‘Engage in dignified storytelling’

The convener of Alliance for Women in Media Africa, Ms Shamima Muslim, has urged journalists to engage in dignified storytelling in order to honour the people they report on.

She said that was because telling stories in a dignified manner sought to foster a common understanding of how storytelling could uphold the dignity of all persons.

“Dignified storytelling aims to amplify the voices of contributors, especially those who often go unheard, and to influence positive social change,” she added.

Ms Muslim was speaking on the “Role of Journalism in Ending Human Trafficking” in Aburi on Wednesday at a workshop organised by the International Justice Mission (IJM), Ghana.

She indicated that there were principles of dignified storytelling which could guide journalists towards telling stories that were grounded in deep respect, full transparency, and social responsibility.

“The principles are interconnected and each of the principles serves as a part of the whole,” she added.

Ms Muslim said the principles included “It is not my story,” “I do no harm”, “We are all multi-dimensional”,“Consent is more than paperwork” and “I am biased”.

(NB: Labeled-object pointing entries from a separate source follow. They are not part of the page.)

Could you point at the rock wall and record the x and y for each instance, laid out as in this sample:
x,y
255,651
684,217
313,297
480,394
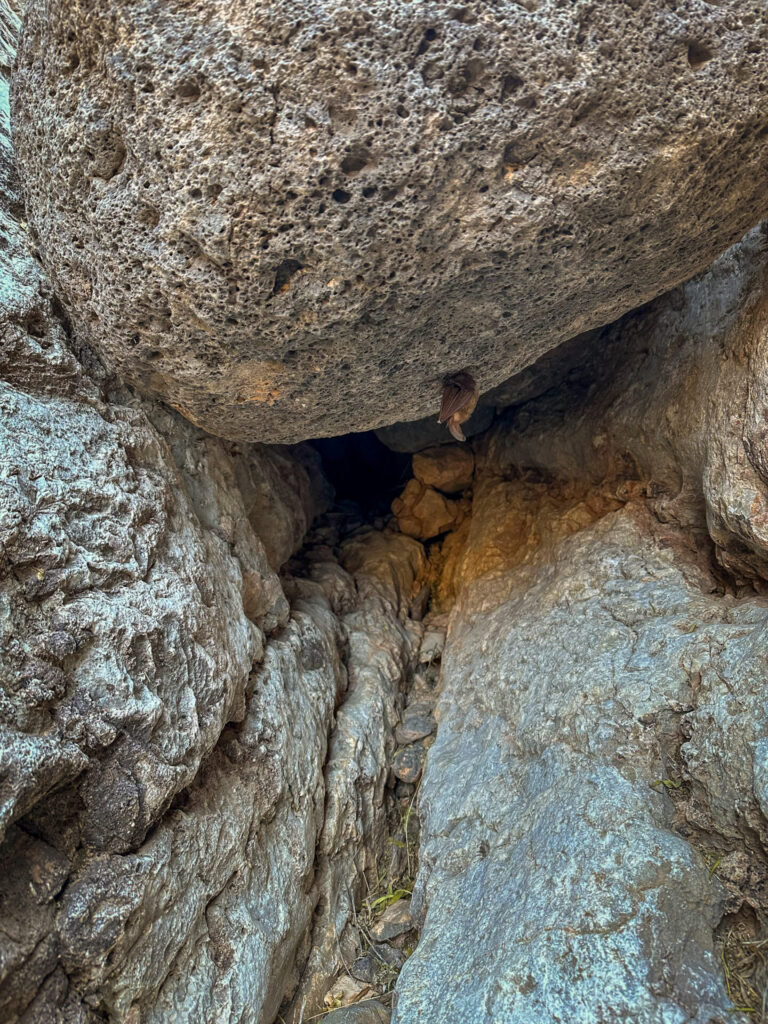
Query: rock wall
x,y
294,221
595,796
171,822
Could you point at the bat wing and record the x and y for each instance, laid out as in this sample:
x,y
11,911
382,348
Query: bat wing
x,y
455,397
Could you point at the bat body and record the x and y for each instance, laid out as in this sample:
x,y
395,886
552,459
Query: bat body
x,y
459,400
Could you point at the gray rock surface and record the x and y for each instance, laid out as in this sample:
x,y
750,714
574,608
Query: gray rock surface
x,y
293,222
595,792
165,711
573,685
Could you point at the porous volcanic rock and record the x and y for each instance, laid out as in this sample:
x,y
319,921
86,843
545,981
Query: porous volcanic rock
x,y
596,791
292,221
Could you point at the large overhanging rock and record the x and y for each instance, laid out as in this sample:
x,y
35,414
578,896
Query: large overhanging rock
x,y
293,220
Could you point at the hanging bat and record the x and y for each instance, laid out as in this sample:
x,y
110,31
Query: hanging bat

The remaining were “I do my homework”, “I am empathetic”, “I protect others’ data like my own”, “Truth over headlines” and “A story can change the world”.

The convener for Women in Media Africa said being a good anti-human trafficking advocate demanded attitude, skills and knowledge.

Ms Muslim encouraged journalists to be compelling in ways they held duty bearers accountable, and ensure responsible, ethical reporting.

“Provide constructive feedback to newsroom managers and ensure sustained awareness creation on the menace by enabling visibility on the problems,” she added.

Ms Yaa Asamoah, an attorney in a presentation on “The Nature of Human Trafficking in Ghana and The Human Trafficking Act”, said poverty, income inequality, cheap labour, lack of job opportunities and false advertisements of job opportunities were some of the underlining factors of human trafficking.

She said traffickers in the country should be prosecuted to deter crime, break the cycle of violence and injustice, improve international rating and address the United Nations Sustainable Development Goals (SDGs).

Ms Asamoah said the human trafficking elements comprised the AMP model which looked at “Acts, Means and Purpose” of human trafficking.

The act, she said, included the recruitment, transportation, transferring, harbouring, trading or receipt of persons; means consisted the use of threats, force, abduction, deception, abuse of power while purpose included induced prostitution and other forms of sexual exploitation, forced labour services, slavery and servitude.